Globally, the prevalence of Blastocystis infections in the two groups was similar in the present study, corroborating the results from a study carried out in Thailand[35], that evaluated the presence of Blastocystis in diabetics and non-diabetics. Nevertheless, other studies indicated that type 2 diabetes in humans can be associated with compositional changes in the intestinal microbiota[36], favouring the occurrence of Blastocystis in this group of patients.

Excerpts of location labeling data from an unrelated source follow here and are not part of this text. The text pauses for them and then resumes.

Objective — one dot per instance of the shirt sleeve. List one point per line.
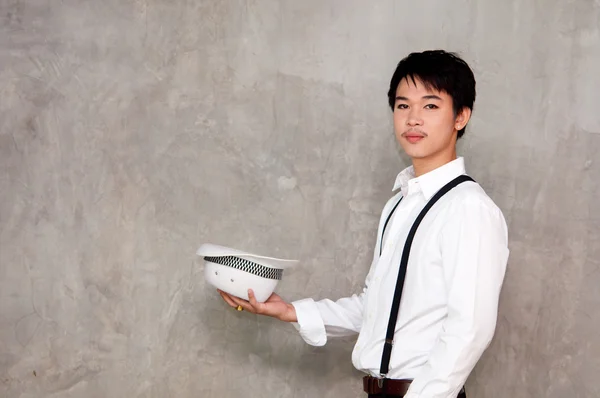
(318, 320)
(475, 253)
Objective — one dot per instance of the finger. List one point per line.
(227, 299)
(252, 298)
(243, 303)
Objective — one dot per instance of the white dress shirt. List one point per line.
(450, 300)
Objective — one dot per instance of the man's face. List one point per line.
(424, 122)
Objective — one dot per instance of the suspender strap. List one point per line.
(389, 337)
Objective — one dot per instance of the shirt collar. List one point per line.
(429, 183)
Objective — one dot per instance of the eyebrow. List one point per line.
(400, 98)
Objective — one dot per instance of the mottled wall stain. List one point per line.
(133, 131)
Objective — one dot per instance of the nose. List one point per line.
(414, 118)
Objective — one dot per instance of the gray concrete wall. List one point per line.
(133, 131)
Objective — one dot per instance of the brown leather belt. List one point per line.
(373, 385)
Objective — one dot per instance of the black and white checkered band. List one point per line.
(248, 266)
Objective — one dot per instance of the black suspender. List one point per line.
(389, 337)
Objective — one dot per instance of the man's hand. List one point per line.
(274, 306)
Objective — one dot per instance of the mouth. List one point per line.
(413, 137)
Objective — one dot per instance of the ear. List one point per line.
(462, 118)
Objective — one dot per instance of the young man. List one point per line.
(449, 302)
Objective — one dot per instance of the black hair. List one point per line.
(440, 70)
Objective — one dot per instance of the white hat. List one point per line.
(235, 272)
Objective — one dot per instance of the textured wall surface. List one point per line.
(133, 131)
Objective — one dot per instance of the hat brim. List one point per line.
(210, 250)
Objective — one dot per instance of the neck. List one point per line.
(430, 163)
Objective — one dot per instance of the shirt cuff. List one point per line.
(310, 324)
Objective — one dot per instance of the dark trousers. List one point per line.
(461, 395)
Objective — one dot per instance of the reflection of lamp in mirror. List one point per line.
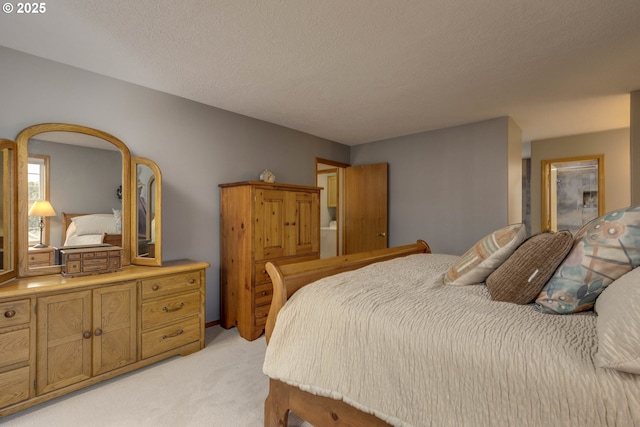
(41, 208)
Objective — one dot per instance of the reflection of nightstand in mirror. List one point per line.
(41, 257)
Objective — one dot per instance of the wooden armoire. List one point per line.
(261, 222)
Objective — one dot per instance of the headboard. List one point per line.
(111, 239)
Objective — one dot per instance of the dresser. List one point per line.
(60, 334)
(261, 222)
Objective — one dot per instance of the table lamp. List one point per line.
(41, 208)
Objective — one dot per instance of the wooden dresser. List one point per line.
(60, 334)
(261, 222)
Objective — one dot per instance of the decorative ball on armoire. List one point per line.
(267, 176)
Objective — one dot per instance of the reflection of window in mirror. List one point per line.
(38, 180)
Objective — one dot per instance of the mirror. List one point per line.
(572, 192)
(147, 212)
(8, 209)
(78, 170)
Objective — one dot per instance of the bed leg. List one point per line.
(276, 406)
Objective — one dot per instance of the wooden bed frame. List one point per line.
(111, 239)
(287, 279)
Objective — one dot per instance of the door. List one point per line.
(114, 327)
(572, 192)
(302, 222)
(64, 340)
(365, 213)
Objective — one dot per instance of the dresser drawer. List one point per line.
(166, 285)
(170, 337)
(170, 309)
(14, 347)
(15, 313)
(14, 386)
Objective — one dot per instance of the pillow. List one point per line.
(618, 324)
(521, 277)
(85, 239)
(94, 224)
(603, 250)
(485, 256)
(117, 216)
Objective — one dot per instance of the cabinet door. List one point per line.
(303, 223)
(114, 327)
(270, 223)
(63, 340)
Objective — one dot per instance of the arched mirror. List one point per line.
(147, 212)
(8, 209)
(84, 175)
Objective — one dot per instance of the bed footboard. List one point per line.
(317, 410)
(287, 279)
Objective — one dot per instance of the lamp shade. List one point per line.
(42, 208)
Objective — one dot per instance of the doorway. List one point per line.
(353, 207)
(330, 177)
(572, 192)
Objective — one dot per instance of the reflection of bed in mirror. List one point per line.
(90, 229)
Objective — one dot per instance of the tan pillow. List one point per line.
(523, 275)
(475, 265)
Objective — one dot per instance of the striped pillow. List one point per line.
(485, 256)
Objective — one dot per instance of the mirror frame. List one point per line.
(22, 141)
(157, 195)
(10, 209)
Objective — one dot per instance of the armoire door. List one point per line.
(365, 212)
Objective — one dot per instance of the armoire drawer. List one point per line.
(264, 293)
(171, 336)
(170, 309)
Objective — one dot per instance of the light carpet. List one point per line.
(219, 386)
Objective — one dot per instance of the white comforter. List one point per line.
(392, 340)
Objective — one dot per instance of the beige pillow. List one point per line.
(618, 324)
(521, 277)
(485, 256)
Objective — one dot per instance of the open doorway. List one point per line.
(330, 177)
(572, 192)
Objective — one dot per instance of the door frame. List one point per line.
(325, 164)
(546, 185)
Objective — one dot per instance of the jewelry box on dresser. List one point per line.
(63, 326)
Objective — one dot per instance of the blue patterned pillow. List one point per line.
(603, 250)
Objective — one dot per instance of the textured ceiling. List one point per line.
(356, 71)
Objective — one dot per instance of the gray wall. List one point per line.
(448, 187)
(197, 147)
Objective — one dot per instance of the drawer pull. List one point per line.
(180, 332)
(171, 310)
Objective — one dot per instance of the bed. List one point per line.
(380, 339)
(91, 229)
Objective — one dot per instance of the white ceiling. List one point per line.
(356, 71)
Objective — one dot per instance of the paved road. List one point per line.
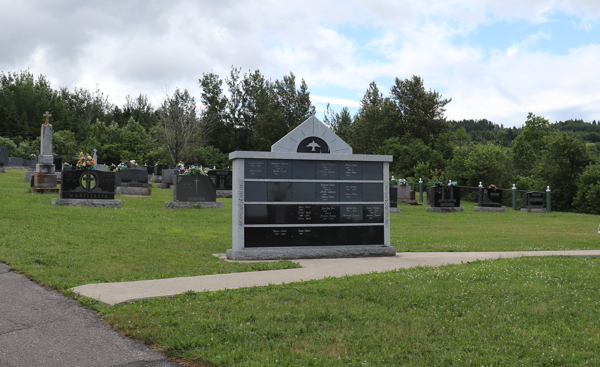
(40, 327)
(114, 293)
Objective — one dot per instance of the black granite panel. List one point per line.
(255, 168)
(351, 213)
(351, 192)
(328, 192)
(304, 214)
(304, 170)
(372, 213)
(87, 184)
(279, 214)
(255, 214)
(256, 237)
(305, 236)
(328, 170)
(304, 191)
(351, 170)
(279, 191)
(255, 191)
(328, 213)
(372, 192)
(194, 188)
(279, 169)
(372, 171)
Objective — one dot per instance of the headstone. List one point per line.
(15, 161)
(3, 156)
(444, 199)
(133, 182)
(45, 178)
(194, 190)
(87, 188)
(534, 202)
(57, 159)
(489, 200)
(310, 197)
(167, 178)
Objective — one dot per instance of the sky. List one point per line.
(496, 60)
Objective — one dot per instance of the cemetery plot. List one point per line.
(87, 184)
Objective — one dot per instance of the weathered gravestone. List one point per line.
(45, 179)
(193, 190)
(133, 182)
(223, 180)
(489, 200)
(3, 158)
(310, 197)
(534, 202)
(84, 187)
(166, 179)
(444, 199)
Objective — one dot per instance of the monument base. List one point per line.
(89, 202)
(38, 190)
(451, 209)
(134, 191)
(310, 252)
(224, 194)
(191, 204)
(531, 210)
(497, 209)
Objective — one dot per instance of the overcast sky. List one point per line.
(496, 59)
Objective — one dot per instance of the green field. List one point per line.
(527, 311)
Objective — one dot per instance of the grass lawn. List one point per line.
(529, 311)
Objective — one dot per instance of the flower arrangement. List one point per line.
(85, 161)
(180, 167)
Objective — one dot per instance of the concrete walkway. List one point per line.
(41, 327)
(114, 293)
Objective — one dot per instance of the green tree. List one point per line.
(420, 112)
(560, 165)
(373, 122)
(487, 163)
(587, 199)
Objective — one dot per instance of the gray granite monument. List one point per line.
(310, 197)
(44, 180)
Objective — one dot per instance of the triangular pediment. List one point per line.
(311, 136)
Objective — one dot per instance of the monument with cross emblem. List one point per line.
(310, 197)
(45, 179)
(193, 190)
(88, 186)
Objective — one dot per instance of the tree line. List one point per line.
(247, 111)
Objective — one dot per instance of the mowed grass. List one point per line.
(511, 312)
(62, 247)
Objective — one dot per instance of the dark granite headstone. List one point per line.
(132, 178)
(159, 168)
(490, 198)
(534, 200)
(87, 184)
(222, 178)
(3, 156)
(194, 188)
(444, 196)
(57, 162)
(15, 161)
(167, 175)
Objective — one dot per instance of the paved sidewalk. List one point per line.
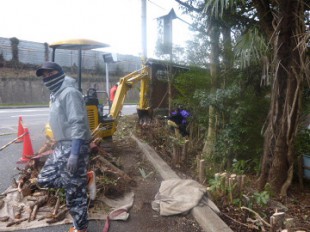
(204, 215)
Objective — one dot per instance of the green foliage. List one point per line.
(241, 108)
(250, 47)
(240, 166)
(261, 198)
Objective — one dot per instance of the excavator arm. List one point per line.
(125, 84)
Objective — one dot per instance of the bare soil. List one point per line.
(131, 160)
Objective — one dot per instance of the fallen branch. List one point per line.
(257, 216)
(13, 141)
(58, 217)
(16, 222)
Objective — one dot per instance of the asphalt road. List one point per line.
(34, 119)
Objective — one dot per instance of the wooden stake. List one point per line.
(300, 172)
(176, 154)
(277, 221)
(184, 151)
(202, 170)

The present study has some limitations that may have prevented us from reaching more robust conclusions, such as the accuracy of the parasitological diagnosis, as well as the lack of clinical and epidemiological data (location, previous contact with animals, presence or absence of symptoms etc). Sociodemographic, hygienic and clinical aspects would have been very important, especially to understand the possible association between Blastocystis sp. Infections and patients with diabetes mellitus.

CONCLUSIONS

In conclusion, the present study is the first report regarding Blastocystis sp. occurrence and subtype distribution. in patients with diabetes mellitus in Brazil. This protist was more identified in the T2D group than in the control group. Although we observed no association between Blastocystis infection and diabetes, the potential risk of Blastocystis infection should not be excluded. All things considered, our results update the distribution of the subtypes and alleles of Blastocystis sp. in Brazil.